A segurança cibernética geralmente é removida da TI quando uma organização reconhece que a segurança é um problema de negócios e não um problema de tecnologia, diz ele. “Quando faz parte do [alcance] do CIO … todo mundo assume que [a segurança é] um problema técnico. Existem ferramentas envolvidas e, sim, tecnologia, mas a segurança cibernética é uma tecnologia operacional”. O foco está no suporte aos processos de negócios e aos requisitos legais e regulatórios, diz Wheatman. “Nenhum desses problemas é do CIO ou da tecnologia”.

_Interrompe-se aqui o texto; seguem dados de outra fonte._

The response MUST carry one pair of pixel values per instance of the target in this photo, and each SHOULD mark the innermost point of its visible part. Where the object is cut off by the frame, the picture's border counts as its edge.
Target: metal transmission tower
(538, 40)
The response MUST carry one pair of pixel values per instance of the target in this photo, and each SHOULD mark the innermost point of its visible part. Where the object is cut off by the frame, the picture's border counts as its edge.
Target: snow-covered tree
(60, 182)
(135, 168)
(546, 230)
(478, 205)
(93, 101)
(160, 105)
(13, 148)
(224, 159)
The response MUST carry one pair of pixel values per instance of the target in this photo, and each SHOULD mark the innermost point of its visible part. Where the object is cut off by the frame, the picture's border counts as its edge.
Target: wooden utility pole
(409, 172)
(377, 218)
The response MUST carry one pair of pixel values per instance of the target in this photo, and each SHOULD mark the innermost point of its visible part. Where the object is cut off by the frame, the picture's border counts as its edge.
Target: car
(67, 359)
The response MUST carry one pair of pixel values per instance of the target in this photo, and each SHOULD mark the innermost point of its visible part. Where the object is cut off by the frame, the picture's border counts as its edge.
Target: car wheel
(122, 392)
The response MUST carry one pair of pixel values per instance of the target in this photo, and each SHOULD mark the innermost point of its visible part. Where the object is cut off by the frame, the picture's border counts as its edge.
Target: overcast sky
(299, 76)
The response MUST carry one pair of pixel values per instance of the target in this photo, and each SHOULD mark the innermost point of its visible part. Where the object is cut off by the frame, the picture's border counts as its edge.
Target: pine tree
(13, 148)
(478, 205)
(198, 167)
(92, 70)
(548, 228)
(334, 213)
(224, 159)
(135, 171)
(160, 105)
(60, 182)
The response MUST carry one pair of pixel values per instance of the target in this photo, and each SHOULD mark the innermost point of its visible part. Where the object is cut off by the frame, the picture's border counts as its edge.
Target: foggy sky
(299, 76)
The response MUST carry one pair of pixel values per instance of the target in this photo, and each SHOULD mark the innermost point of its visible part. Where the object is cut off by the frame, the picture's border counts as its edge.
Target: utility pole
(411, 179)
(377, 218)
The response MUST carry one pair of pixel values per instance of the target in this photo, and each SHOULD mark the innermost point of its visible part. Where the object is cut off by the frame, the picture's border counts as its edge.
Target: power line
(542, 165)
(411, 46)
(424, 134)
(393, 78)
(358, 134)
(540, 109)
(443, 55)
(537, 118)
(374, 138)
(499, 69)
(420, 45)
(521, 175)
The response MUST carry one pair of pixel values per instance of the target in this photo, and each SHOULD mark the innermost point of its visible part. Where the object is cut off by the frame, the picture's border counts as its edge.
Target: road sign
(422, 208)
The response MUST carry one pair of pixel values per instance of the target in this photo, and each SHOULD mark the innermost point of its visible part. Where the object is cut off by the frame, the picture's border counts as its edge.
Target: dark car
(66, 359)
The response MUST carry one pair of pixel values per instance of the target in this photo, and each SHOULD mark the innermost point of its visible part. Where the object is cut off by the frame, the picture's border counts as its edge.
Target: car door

Nos 14 anos que Wheatman está com o Gartner, dados das conferências de segurança da empresa mostraram que cerca de 35% das pessoas que se relatam como chefe de segurança de uma organização não se reportam à TI, diz ele.
Brennan Baybeck, Vice-Presidente e CISO de atendimento ao cliente da Oracle, se reporta ao chefe de uma linha de negócios, mas diz que se reportou ao CIO por sete anos e teve uma experiência positiva.
“Tive a sorte de trabalhar com um CIO que era progressista, entendia a importância da segurança e era um grande defensor dela”, diz Baybeck, que também é Diretor do Conselho da organização de governança de TI ISACA. Baybeck diz que foi capaz de articular e demonstrar ao CIO a importância da segurança para a estratégia da empresa, tanto de uma perspectiva de negócios quanto de TI. Ele fez isso “reportando-se continuamente ao CIO, educando-o e mantendo-o ciente de como a segurança estava permitindo nossos negócios e compreendendo a postura, os riscos e as vulnerabilidades de segurança”.
Baybeck diz que tomou a iniciativa de se reunir com o CIO regularmente, não apenas sobre segurança, mas para compartilhar ideias sobre como tornar a TI mais eficiente e eficaz por meio de serviços de segurança.
“Ele me elevou para sua equipe de liderança, o que significava que eu não só podia aconselhar executivos sobre segurança, mas também garantir que a segurança fosse incorporada e relativa aos negócios e estratégias de TI”, diz ele. “Além disso, fui capaz de agregar valor à equipe de TI”.
O avanço da segurança consumiu cerca de 75% do tempo de Baybeck e ele usou os outros 25% para trabalhar na obtenção de recursos adicionais. “Para muitos de meus colegas, essa equação é invertida e eles passam a maior parte do tempo lutando e justificando recursos”.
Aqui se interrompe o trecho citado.